#GivingTuesday has no corporate headquarters. No official staff. And no single leader. And yet, in 2013, the online donation campaign has amassed 10,000 partners in all 50 states, received 1.2 billion media impressions, gained 1.2 million Facebook likes, and generated 500,000 tweets. The social media support has translated into real dollars, producing an average online donation of $142.05.
The grassroots “movement” and “national day of giving” relies on a distributed effort of people who volunteer their time at the start of the annual holiday season to encourage charitable activities that support nonprofit organizations.
At SXSW: Interactive last week, three panelists talked about how online behavior can leverage offline behavior for genuine movement building, in a session titled, “#GivingTuesday: Inside the Sharknado of Giving.”
As a follow-up to that event, the United Nations Foundation and 92Y will host a #GivingTuesday Best Practices Summit via Livestream from 9:00 a.m. - 5:00 p.m on March 18. The online summit is intended to help #GivingTuesday supporters prepare for this year’s event, which will occur on the Tuesday after Thanksgiving, December 2, 2014, after the commercially popular “Black Friday” and “Cyber Monday.”
A New Story
In 2012, Americans gave $316.2-billion to charity, representing 2 percent of the country’s gross domestic product. #GivingTuesday would like to try to move that needle beyond just a couple of percentage points.
But “as much as the money metrics matter, what’s really engaging people is telling stories about value,” Timms said.
He said the power of #GivingTuesday was allowing people to use it for their own purposes and tell their own story. For example, mommy bloggers used Giving Tuesday to kick-off a series of new posts about altruism. In Baltimore, it took on a whole new life as B More Gives More, raising more than $6 million in one day by bringing together the city’s community of nonprofits. And in Latin America, people transformed the movement into the locally relevant “#undiaparadar.”
Lydia Leffler, who runs the global partnerships team at Facebook, shared lessons about making things go viral.
She said #GivingTuesday was the perfect example of a confluence of the following things:
1.) Co-ownership. “People feel responsible at a local, personal, deep level,” she said of the campaign. “Relationships really matter.”
2.) Calls-to-action. The campaign has clear directives for how to get involved, whether it’s volunteering your time, contributing financially, or inviting others to join in.
3.) Multi-platform. Although she represents Facebook and Instagram, Leffler insists that she is platform-agnostic. “Using every platform you can to get the word out really matters,” she said.
Henry Timms of 92Y said #GivingTuesday taught him a lot about how entrepreneurial, alive and dynamic the nonprofit sector can be.

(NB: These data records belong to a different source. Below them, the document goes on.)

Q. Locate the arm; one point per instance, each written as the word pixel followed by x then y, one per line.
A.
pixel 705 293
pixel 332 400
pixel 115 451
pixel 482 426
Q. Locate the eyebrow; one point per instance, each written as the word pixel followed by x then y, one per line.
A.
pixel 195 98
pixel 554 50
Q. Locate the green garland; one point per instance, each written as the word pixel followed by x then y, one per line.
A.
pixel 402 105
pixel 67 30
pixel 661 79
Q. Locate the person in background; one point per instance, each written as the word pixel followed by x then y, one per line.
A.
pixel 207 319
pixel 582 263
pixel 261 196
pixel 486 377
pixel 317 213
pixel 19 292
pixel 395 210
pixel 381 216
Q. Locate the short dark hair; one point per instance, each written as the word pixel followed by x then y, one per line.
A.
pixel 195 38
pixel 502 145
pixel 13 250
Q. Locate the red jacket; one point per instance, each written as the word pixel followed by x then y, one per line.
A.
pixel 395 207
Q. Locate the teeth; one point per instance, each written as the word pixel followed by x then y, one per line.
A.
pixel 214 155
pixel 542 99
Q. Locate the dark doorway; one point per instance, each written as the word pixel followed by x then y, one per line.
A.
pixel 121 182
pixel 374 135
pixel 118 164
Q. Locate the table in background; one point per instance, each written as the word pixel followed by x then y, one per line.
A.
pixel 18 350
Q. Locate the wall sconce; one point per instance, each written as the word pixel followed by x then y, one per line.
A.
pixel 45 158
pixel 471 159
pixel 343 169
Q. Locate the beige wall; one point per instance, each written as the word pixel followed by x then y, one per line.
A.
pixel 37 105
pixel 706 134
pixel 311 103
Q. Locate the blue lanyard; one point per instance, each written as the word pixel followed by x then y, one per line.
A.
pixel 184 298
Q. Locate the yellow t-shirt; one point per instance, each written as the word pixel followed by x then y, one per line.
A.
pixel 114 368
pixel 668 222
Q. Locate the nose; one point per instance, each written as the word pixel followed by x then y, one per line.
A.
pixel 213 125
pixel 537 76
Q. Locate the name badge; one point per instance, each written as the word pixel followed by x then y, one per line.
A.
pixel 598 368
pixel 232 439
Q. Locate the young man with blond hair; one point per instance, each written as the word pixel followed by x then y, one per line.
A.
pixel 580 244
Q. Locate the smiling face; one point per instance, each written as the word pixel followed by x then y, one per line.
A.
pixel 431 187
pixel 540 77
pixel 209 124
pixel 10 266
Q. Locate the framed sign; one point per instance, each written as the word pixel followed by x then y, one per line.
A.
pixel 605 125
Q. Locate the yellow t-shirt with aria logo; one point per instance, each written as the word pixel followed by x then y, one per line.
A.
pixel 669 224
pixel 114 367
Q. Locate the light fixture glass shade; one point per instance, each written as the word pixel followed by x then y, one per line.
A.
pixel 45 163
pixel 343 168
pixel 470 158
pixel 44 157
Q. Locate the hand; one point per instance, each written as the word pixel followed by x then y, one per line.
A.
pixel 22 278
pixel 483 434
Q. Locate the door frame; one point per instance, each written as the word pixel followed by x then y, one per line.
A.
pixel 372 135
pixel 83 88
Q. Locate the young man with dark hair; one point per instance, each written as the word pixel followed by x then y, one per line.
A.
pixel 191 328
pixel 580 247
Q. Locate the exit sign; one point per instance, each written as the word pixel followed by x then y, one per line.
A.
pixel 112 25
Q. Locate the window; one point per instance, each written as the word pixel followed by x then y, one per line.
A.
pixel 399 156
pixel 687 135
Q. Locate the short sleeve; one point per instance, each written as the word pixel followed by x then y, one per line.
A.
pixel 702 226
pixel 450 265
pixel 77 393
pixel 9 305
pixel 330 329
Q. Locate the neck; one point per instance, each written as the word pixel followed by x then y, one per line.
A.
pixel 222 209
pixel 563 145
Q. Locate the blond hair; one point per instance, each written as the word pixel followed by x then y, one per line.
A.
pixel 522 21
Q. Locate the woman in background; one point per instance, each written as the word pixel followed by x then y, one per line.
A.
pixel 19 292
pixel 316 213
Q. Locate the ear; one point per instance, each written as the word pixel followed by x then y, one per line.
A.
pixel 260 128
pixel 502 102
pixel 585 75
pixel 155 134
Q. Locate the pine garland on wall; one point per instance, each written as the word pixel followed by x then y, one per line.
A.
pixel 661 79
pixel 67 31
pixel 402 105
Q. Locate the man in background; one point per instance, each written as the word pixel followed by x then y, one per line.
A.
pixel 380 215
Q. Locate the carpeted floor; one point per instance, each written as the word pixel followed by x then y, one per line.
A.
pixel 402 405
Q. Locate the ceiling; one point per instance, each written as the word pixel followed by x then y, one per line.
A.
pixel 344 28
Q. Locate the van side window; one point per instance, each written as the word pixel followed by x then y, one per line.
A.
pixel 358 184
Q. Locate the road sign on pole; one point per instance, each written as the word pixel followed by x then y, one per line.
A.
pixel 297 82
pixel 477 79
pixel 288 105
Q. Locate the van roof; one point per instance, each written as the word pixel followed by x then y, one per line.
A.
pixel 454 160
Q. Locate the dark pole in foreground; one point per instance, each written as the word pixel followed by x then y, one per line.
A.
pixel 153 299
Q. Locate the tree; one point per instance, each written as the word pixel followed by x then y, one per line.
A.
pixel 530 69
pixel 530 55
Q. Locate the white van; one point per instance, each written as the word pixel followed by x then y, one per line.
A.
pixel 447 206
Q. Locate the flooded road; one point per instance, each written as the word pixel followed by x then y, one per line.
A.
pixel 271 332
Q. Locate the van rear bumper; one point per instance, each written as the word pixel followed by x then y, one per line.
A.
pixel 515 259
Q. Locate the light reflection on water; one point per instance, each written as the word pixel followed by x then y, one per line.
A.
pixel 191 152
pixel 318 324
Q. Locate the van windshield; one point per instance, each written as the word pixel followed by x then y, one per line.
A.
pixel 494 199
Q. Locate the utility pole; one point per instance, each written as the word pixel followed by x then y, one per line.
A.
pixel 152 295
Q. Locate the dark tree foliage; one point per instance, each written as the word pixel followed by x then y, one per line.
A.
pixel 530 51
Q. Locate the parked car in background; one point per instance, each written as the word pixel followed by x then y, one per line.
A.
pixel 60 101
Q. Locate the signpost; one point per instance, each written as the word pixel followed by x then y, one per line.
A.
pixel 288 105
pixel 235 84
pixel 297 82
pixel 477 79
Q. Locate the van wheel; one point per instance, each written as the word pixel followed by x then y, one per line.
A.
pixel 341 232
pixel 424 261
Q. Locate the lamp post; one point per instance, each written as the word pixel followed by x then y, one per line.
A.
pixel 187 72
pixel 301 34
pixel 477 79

He was surprised to see how often it was the middle managers, not the CEOs, who took the risk to experiment with the #GivingTuesday campaign.
“We were humbled by how much it was owned by the middle of the organizations, not the top,” he said, referring to nonprofit social media coordinators, advisors and volunteers.
He was also impressed with the creativity in how #GivingTuesday activated new ways of charitable service, beyond monetary donations.
“If you treat the internet like a cash register, it’s not going to pay out,” he said.
Asking Too Much?
One of the critiques of the movement is that it happens to coincide with most nonprofit organizations’ end-of-year push for donations and so could cannibalize some of those contributions through an “oversaturation of asking.”
To combat this, Lydia Leffler says that #GivingTuesday should be seen as “an anchor for a yearlong opportunity,” almost like New Year’s resolutions, encouraging people to be more active in giving and service all 365 days of the year.